Ne nous plaignons pas
cependant. La gauche a fait des progrès dans le traitement des ennemis qu’elle
se désigne de temps en temps afin de conserver un semblant d’identité. Songeons
qu’en 1792 les Girondins ne trouvèrent rien de mieux que de déclarer la guerre
au reste de l’Europe, afin de pouvoir aussitôt déclarer la Patrie en danger. Puis
les Montagnards enchaînèrent avec les massacres de Vendée et la Terreur. Il est
à noter, au sujet de la Vendée, que c’est Gracchus Babeuf, précurseur en
quelque sorte des communistes, qui forgea pour dénoncer ces massacres le
néologisme populicide. Dieu merci, peu de progressistes – ou sociétalistes
– ont désiré notre mort ces derniers temps.
Sans la comparer à celle
de Babeuf, ce qui serait un peu dur, observons qu’une belle voix s’est fait
entendre à gauche, avec une éloquence simple et juste, aussi bien contre le « mariage »
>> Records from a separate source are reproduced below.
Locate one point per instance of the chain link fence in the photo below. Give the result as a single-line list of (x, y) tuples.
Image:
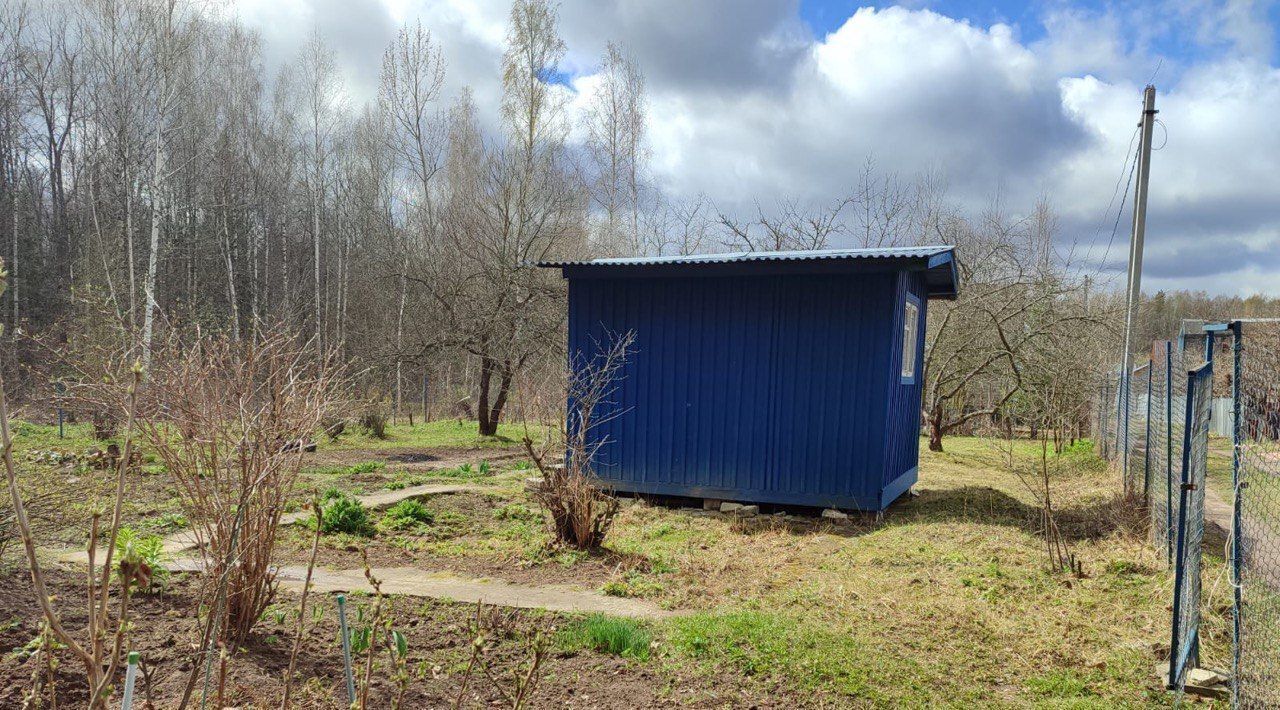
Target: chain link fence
[(1137, 399), (1256, 513), (1105, 422), (1184, 645), (1164, 475)]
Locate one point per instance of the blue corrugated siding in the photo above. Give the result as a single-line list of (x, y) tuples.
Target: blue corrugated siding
[(780, 389), (903, 416)]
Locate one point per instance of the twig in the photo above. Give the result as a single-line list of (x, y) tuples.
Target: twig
[(302, 607)]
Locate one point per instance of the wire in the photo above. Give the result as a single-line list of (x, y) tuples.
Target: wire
[(1166, 134), (1120, 211)]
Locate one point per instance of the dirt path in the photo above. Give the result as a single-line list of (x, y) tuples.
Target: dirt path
[(419, 582), (184, 541)]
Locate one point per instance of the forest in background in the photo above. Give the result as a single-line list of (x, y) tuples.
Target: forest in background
[(154, 178)]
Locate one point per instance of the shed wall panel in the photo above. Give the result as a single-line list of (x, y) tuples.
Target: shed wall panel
[(772, 388)]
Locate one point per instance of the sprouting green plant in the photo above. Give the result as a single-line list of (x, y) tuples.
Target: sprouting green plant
[(407, 514), (141, 559), (621, 637), (343, 513), (517, 512)]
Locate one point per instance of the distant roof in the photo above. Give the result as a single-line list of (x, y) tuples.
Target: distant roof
[(936, 261)]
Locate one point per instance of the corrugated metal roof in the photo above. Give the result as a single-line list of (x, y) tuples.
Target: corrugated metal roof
[(740, 257)]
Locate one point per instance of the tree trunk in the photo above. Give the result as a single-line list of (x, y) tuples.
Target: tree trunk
[(488, 427), (501, 401), (936, 429), (231, 278), (156, 216)]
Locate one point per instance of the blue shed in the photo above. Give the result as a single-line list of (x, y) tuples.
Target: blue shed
[(785, 378)]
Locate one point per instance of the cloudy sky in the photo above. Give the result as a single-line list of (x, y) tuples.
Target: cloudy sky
[(766, 99)]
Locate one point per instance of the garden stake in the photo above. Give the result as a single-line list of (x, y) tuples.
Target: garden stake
[(128, 681), (346, 649)]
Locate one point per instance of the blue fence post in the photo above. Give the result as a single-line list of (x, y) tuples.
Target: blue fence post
[(1123, 427), (1146, 447), (1237, 518), (1169, 450)]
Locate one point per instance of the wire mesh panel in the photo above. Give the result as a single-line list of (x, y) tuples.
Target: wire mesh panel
[(1162, 476), (1105, 431), (1184, 647), (1136, 431), (1256, 535)]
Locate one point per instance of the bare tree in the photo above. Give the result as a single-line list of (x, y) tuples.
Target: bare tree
[(789, 227), (581, 513), (615, 145), (517, 205), (1015, 299), (412, 74), (321, 95)]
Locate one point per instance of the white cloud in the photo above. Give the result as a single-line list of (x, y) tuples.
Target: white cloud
[(746, 105)]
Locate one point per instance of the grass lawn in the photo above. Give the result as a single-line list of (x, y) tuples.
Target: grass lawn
[(946, 601)]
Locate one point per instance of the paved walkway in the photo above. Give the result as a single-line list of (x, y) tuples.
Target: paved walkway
[(408, 581)]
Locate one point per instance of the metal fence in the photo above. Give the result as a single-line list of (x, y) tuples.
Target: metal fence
[(1156, 426), (1256, 513), (1184, 645), (1134, 426), (1164, 448)]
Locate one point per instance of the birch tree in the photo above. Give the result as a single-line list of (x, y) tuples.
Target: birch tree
[(615, 143)]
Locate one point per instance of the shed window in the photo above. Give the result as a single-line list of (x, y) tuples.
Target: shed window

dit pour tous que contre le « délit d’entrave numérique à l’IVG » :
celle de M. Bruno Nestor Azerot, député de la Martinique. Il ne faut donc pas
mettre toute la gauche dans le même sac, puisqu’elle compte parmi ses élus et
ses militants des personnes plus préoccupées de questions sociales que
de postures sociétales.
Cela posé, revenons à
notre question : qu’offrir à des femmes tentées par l’avortement, ainsi qu’aux
enfants qu’elles portent ? Une aide, bien entendu, autant matérielle que
morale. Des associations existent déjà pour proposer cette aide. Pourquoi ne
pas imaginer le même genre de service de la part de la collectivité ? Ce
serait d’ailleurs un meilleur emploi de l’argent public que le remboursement d’avortements.
Mais je doute que cela soit la volonté de quelque tendance politique que ce
soit. La gauche sociétaliste et ses faux adversaires de droite –
libéraux le plus souvent – n’en voudraient pas. La première parce que cela
serait « réac » et les seconds parce que cela coûterait de l’argent
et du dévouement à autrui. Cette dernière raison, plus crue, est sans doute
celle qui se cache derrière la première. Une preuve ? Eh bien, la loi sur
le « délit d’entrave numérique à l’IVG » vise précisément les sites
internet où sont recommandées les associations proposant cette aide.
Certains esprits mal
avisés évoquent parfois des « avortements de confort ». Je ne crois
pas qu’un avortement puisse être confortable pour une femme[iii]. En
revanche, il peut être confortable pour ceux qui la pousseront à le subir :
fais-toi avorter et débrouille-toi avec ça, ma fille ; ne nous embête
pas avec tes inquiétudes ; ne nous oblige pas, ne nous lie pas par un
service que nous pourrions devoir te rendre ; devoir ? Nous ne
voulons pas entendre ce mot. Ils appelleront cela, les hypocrites, la libération
de la femme[iv].
Certains élus de gauche
affirment avoir reçu d’un exorciste[v] du
diocèse de Fréjus-Toulon[vi] une
lettre les mettant en garde contre les feux de l’Enfer, lequel les guetterait s’ils
votaient pour cette loi de « délit d’entrave numérique à l’IVG ». « Même
pas peur », auraient répondus quelques-uns d’entre eux, avec le cran
imbécile auquel on reconnaît la libre-pensée depuis au moins cent cinquante ans[vii]. Ils
ont tort. Ils ne savent pas de quoi ils parlent.
Car nous savons désormais
que la devise du sociétalisme réel est : « non serviam »[viii].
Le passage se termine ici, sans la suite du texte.